A first grade teacher comes out to the parking lot and sees her bumper dented. Then she fumes, "Oh, oh, oh! Look, look, look! Darn, darn, darn!

Recently, I used the concept I developed with these paintings in a demonstration for school children. We made paintings on bright hues if single letters.

Still Life

Orange by bluerabbit
Other posters from zazzle.com
I did this painting as a demonstration for school children. Betty Edwards has a great recommendation in Drawing on the Right Side of the Brain. She says to create a one-object still life. She uses potatoes and bits of ribbon. I like fruit. I had a bag of oranges at home, so this orange is what I used.

This is a great painting problem for artists of all ages and stages. There is a lot of room for stylistic interpretation.

Paint Some Sunflowers

Everybody loves sunflowers. They are bold, simple, and colorful. Inspire students by showing them a reproduction of a sunflower painting by Vincent Van Gogh (he did several), and then set up a couple of vases with real, or artificial blooms for your students to draw. They can work in tissue collage, tempera, or crayon. It is a winning project for artists of all ages.

Something Fishy

Kindergarteners took turns painting colorful fish on a green background, which I modified into this abstract pond. Show a print of this picture as a sample and invite primary students to create a fish painting in tempera. (This one is acrylic on canvas.) Limit the colors to three or, at most, four.

Almost Like Mondrian

I did this acrylic on canvas painting with school children at the Western Colorado Center for the Arts during Spring Art Week.
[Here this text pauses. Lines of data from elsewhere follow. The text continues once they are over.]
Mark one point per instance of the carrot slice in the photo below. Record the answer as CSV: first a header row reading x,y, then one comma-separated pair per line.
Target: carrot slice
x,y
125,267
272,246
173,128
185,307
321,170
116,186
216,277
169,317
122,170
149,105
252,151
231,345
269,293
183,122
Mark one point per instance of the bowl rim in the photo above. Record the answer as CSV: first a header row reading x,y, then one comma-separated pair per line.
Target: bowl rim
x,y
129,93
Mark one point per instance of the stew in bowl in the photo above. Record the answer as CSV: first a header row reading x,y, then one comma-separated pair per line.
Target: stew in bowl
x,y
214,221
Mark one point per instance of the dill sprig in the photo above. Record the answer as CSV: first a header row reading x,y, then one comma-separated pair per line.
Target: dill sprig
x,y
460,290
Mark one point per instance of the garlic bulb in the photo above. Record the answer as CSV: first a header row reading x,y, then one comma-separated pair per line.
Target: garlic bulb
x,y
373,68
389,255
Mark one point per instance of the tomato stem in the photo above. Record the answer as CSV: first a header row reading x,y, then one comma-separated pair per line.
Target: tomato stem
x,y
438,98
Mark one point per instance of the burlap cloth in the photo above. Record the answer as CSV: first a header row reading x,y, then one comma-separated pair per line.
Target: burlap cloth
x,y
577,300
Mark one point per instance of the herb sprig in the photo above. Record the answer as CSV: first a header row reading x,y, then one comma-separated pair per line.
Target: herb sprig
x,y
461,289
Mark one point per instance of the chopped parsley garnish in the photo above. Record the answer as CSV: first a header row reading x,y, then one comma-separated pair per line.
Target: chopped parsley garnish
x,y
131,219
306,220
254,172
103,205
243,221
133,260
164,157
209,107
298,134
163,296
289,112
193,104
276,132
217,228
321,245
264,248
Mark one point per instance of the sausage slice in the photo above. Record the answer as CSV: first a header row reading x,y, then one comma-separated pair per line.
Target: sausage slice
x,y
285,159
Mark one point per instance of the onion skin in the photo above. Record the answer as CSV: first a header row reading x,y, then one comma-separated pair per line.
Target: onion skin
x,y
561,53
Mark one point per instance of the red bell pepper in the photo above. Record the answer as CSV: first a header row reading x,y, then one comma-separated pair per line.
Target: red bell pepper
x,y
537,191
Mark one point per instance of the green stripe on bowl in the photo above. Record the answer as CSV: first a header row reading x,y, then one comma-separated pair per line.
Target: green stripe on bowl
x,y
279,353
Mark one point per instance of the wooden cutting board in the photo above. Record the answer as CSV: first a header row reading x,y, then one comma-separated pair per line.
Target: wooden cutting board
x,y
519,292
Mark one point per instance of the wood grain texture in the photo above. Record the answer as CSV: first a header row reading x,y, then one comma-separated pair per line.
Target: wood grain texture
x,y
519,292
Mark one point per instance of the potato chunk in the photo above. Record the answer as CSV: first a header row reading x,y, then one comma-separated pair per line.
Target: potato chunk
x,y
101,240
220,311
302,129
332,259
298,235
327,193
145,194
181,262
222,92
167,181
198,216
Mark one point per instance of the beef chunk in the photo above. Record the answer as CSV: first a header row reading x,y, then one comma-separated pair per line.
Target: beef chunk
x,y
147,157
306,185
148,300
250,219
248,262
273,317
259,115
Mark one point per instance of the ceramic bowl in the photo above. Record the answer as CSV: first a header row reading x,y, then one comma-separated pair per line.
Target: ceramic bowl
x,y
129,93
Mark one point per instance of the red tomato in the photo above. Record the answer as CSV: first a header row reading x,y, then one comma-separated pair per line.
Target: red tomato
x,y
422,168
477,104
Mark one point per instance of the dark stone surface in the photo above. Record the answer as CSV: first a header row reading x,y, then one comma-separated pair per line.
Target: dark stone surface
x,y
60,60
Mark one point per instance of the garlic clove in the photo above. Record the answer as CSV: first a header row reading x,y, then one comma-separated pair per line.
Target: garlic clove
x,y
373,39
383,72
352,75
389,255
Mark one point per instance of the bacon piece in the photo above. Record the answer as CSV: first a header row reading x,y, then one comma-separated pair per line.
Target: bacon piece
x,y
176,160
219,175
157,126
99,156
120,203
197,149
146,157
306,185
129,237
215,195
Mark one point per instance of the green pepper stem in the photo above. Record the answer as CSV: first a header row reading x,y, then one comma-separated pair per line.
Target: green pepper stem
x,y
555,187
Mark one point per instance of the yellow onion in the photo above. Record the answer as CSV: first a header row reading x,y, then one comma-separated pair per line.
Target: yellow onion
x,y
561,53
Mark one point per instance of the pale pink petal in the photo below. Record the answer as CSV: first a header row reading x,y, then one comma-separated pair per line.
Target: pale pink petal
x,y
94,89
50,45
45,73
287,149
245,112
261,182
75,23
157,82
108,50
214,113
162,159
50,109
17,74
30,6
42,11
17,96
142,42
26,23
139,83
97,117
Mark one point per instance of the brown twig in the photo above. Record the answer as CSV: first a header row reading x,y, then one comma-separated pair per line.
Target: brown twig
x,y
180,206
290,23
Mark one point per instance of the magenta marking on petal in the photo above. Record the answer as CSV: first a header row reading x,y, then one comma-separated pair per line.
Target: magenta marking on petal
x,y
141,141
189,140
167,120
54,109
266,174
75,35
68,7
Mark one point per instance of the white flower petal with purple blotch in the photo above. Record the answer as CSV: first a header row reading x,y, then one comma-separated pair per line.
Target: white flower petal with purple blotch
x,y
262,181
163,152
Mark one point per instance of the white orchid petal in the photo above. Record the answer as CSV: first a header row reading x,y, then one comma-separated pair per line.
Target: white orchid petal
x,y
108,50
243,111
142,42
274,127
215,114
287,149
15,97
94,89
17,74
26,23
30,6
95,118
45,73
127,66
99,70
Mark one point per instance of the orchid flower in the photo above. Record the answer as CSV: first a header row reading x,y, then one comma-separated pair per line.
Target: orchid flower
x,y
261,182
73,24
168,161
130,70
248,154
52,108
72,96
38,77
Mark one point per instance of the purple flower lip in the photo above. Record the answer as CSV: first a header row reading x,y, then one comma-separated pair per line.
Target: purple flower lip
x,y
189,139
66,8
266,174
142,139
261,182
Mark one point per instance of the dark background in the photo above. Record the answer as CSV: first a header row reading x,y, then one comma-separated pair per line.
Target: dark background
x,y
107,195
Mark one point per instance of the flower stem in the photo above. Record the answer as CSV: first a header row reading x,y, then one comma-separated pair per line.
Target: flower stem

Based on the style of Mondrian, the piece provides an opportunity to review rectangles vs squares, large vs small, and color vs black and white. I used the color scheme to review the three primary colors. I also pointed out the fact that the addition of black lines and white rectangles makes the colors seem even brighter and more pure.

I encouraged students to make their own versions of this work in tempera on paper and to search for actual works by Mondrian either online, or in books of reproductions.

Overlay

To produce this demonstration painting, I started with a work I created during Spring Art Week last year.
It had a lot of beautiful blues and some interesting shapes, but it was flat, and I didn’t know where to take it next.  I put it on my easel when one of the first groups of children came in this year.
Class members were wearing wonderful hats with antennas on them. Inspired, I invited them to come up one at a time. I handed each of my volunteers a brush loaded with orange.
At my urging, students painted the creatures they were wearing. I ended up with some great orange shapes on top of the orignal blue abstract. Between sessions, I added glazes of rich blue-green to tone down the orange in spots and pull the work together.
What fun!

Night Clouds

To create this demonstration painting for school children at the Western Colorado Center for the Arts, I began by reading the poem “Night Clouds” by Amy Lowell. I asked the students to name their favorite images (word pictures) from the work. This particular group chose the “vermillion tongue” of the rising sun. Students took turns painting red tongues on the blank canvas. Between sessions, I added more color to the images and layered them with glazes that included various shades of reds and orange. The kids loved the poem and I enjoyed sharing the experience.